Some Famous Male Doctors are:
Vizier Imhotep: Worked for King Djoser: 2650–2600 BC
Dentist Hesy-Ra: Worked for King Djoser: 2650–2600 BC
Doctor Medunefer: Leader of the Eye Doctors at the Palace: Old Kingdom Period
Doctor Qar: Royal Court’s Chief Doctor: 6th Dynasty
Doctor Penthu: Royal Court’s Chief Doctor: Served at the Court of Akhenaten
Doctor Iwti: Chief Doctors: 19th Dynasty
Doctor Djehutyemheb: Doctor: Worked for Pharaoh Ramses II during the 19th Dynasty
Doctor Psamtiksen: Head of Doctors: 26th Dynasty
Doctor Udjahorresnet: Head of Doctors & Supervisor of the Houses of Life: 26th Dynasty
Doctor Harsiese: Head of Doctors & Chief Doctor of Upper & Lower Egypt: 26th Dynasty
Doctor Peftuaneith: Chief Doctor: 26th Dynasty
This appears to have been a Female only operation in which male Doctors were never present. The general populace used experienced local women as their midwives, whilst the nobility would have used a Nurse.

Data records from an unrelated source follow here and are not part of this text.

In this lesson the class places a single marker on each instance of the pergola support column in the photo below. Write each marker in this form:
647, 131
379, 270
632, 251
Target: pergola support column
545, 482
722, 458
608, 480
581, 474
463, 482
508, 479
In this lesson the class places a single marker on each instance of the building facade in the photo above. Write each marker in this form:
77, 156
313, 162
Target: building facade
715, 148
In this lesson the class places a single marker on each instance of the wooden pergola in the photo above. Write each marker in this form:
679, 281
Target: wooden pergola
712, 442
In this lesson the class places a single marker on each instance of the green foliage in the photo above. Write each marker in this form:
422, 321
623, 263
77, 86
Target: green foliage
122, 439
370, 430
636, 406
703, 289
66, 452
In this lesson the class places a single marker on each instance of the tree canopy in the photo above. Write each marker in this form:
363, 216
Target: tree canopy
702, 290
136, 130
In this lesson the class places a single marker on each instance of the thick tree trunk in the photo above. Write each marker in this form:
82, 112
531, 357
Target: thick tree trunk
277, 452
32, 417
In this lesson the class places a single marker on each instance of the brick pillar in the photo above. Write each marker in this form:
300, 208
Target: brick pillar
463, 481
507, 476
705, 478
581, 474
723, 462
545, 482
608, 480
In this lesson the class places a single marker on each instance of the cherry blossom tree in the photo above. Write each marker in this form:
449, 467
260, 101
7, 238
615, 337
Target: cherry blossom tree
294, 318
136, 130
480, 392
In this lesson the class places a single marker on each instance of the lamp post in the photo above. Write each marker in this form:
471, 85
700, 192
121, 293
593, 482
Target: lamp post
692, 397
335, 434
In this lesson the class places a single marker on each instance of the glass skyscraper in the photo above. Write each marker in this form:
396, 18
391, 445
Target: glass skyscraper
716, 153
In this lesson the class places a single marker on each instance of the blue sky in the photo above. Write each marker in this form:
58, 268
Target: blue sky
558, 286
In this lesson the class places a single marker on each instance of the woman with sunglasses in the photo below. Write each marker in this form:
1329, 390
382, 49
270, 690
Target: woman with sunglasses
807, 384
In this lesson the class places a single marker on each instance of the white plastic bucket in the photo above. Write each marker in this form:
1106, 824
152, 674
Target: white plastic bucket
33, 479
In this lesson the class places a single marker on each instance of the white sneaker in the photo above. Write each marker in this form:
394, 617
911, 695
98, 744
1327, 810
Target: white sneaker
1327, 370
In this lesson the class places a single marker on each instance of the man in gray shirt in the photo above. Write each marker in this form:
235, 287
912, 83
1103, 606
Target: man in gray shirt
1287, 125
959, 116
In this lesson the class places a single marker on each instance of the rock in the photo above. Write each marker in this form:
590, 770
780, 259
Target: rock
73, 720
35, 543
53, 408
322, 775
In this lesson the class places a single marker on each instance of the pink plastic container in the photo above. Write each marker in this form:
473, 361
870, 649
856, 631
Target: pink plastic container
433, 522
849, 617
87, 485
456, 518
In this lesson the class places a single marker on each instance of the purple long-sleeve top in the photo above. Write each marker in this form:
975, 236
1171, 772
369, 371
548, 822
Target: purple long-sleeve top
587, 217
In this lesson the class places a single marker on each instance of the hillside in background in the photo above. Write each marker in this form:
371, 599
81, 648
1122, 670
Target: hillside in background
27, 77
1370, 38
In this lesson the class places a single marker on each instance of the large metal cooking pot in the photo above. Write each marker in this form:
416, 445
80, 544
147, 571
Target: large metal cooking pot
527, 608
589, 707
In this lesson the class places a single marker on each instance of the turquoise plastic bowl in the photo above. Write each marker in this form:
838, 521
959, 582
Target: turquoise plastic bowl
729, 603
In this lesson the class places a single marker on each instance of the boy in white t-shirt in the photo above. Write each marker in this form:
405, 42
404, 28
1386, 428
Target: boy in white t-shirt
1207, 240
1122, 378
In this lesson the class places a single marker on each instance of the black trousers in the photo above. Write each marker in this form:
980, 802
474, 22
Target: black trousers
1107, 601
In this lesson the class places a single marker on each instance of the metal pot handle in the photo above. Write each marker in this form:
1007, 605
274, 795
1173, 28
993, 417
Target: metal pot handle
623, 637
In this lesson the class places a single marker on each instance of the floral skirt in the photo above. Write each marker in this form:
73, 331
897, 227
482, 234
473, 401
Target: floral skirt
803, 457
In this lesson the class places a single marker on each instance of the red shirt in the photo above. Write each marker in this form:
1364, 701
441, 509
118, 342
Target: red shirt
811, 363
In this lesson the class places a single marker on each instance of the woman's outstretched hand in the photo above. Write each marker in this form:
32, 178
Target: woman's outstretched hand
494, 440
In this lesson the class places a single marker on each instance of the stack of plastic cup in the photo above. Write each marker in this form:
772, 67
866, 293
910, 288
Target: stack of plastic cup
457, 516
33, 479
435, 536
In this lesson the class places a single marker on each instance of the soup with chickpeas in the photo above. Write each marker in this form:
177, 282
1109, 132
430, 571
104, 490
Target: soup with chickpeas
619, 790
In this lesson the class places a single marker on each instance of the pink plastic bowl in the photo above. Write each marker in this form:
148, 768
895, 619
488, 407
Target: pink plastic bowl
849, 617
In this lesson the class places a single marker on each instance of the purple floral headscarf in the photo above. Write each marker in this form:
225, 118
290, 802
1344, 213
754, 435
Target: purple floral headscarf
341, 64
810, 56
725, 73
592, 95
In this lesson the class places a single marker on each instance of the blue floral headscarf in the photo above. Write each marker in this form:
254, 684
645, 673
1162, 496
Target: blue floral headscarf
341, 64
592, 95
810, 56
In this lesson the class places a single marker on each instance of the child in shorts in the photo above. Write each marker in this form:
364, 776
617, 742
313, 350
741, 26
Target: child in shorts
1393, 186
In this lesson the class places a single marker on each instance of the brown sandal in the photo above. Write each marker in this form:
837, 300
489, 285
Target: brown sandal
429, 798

There seems to have been some training for the women as the Doctors of the time knew about female specific medicine, but most of their knowledge came from apprenticeships and local knowledge.
Similar to other Medicine disciplines of the time, a Midwife would be expected to use practical Medicine as well as Religious Spells and Amulets.
Wet-nurses were critical to the ancient Egyptians. So critical that agreements between the child’s parents and the Wet-nurse was legalised with paperwork.
For example, a Wet-nurse would be expected to care for the child if the mother died in labour, they would have a trial run before the birth, they had to provide milk for the parents to examine, they were forbidden from nursing any other babies at the same time, not to have intercourse or fall pregnant whilst working with the baby.
For their services, the wet-nurse would be paid and receive oil which was expensive.
Maya, the Wet Nurse of Pharaoh Tutankhamun, also known as “Great One of the Harem”, “The One who has suckled the God” and “The Greatly praised one of the Perfect God”.
To see Maya’s Tomb which Pharaoh Tutankhamun built for her in the Saqqara Necropolis, click here.
Sitre In was the Wet nurse for Pharaoh Hatshepsut, and she recognised her Nurses’ devotion to her charge when she died. Pharaoh Hatshepsut had her buried within the Valley of the Kings, in Tomb KV60 which was very unusual for a non-Royal and non-Family member to be buried. Her Title was “Great Royal Wet Nurse In”.